この世界とラティーヌの世界とでは、根本的な考え方が違いすぎる。

「あのね、ラティーヌ。この国では自分だけじゃなく人の気持ちも大切にするんだ。それが好きな人なら尚更だよ。」

ラティーヌが困惑したような表情を浮かべる。

「人の気持ちを大切に?」

「そう。相手が何を考え、どうすれば喜ぶか想像する事。嬉しい時には一緒に喜んで、悲しい時は一緒に悲しむ。そうやって関係を築いていくんだよ。」

「•••。」

ラティーヌは考え込むように沈黙した。

「ラティーヌは冬馬の事好き?」

晴翔が聞くと、これには真顔で即答した。

「好きです。ずっと一緒にいたいし、冬馬がいない世界は考えられません。」

「だったらまずは冬馬を知るところから始めてみない?」

本当に意味がわからないというようにラティーヌが首を傾げる。

「難しく考えなくていいよ。冬馬は何が好きで、どんなことをして過ごしているのか。冬馬の喜ぶことや、嫌いな事。なんでもいいから冬馬について知っていく事が大切だと思う。新たな一面が見えて、ますます好きになるかもよ。」

「晴翔もそうやって冬馬の気持ちを物にしたんですか?」

物にしたという言い方に晴翔は苦笑する。

「そうだね。
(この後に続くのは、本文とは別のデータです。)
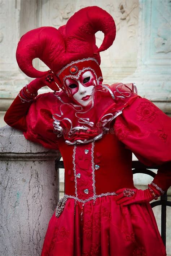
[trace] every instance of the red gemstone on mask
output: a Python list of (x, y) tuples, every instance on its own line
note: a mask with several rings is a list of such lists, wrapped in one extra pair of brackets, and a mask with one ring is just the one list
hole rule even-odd
[(78, 70), (78, 68), (76, 66), (73, 66), (71, 67), (70, 69), (70, 72), (72, 74), (75, 74), (76, 72), (77, 72)]

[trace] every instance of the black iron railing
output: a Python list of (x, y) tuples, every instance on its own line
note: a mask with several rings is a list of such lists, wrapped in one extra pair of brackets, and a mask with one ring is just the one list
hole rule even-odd
[[(56, 161), (56, 169), (64, 168), (63, 162), (60, 159)], [(133, 174), (135, 173), (144, 173), (154, 178), (156, 174), (149, 169), (158, 169), (159, 166), (151, 167), (146, 166), (140, 162), (132, 161), (132, 168)], [(166, 193), (161, 196), (160, 200), (153, 202), (150, 204), (152, 208), (157, 205), (161, 205), (161, 236), (166, 246), (166, 206), (171, 206), (171, 201), (167, 200), (167, 195)]]
[[(144, 173), (154, 178), (156, 174), (149, 169), (158, 170), (159, 166), (150, 167), (145, 165), (139, 161), (132, 161), (132, 168), (133, 174)], [(150, 204), (152, 208), (157, 205), (161, 206), (161, 236), (166, 246), (166, 207), (171, 206), (171, 201), (167, 200), (166, 193), (160, 197), (160, 200), (153, 202)]]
たくさん会話を重ねたり、会って一緒に過ごす事で少しずつ仲良くなっていったんだ。でも、僕と冬馬はラティーヌが思っているような関係じゃないよ。」

「でも、冬馬の事が好きなんでしょう?」

「うん。とっても好き。でもそれはラティーヌの好きとは違う。僕たちは友達なんだ。」

「ともだち•••」

ラティーヌにとっては聞き慣れない単語だったのか、小さく復唱する。

「ラティーヌにとって冬馬は愛する人だけど、僕とラティーヌはこれからなれると思うんだ。友達に。」

真剣に晴翔の話を聞くラティーヌ。
その目は心なしか穏やかになったような気がした。

「晴翔は意外と良い人なんですね。また、話を聞いてもらってもいいですか?」

角がとれたラティーヌはとても素直で晴翔は驚いた。

「いつでもどうぞ。でも僕も冬馬は大切な友達だから、冬馬を傷つけたら許さないからね。」

晴翔の言葉にラティーヌは苦笑する。

「傷つけたつもりはなかったんだ。でも2度と冬馬が嫌だということはしない。」

強い意思を持ったその言葉に晴翔は安心した。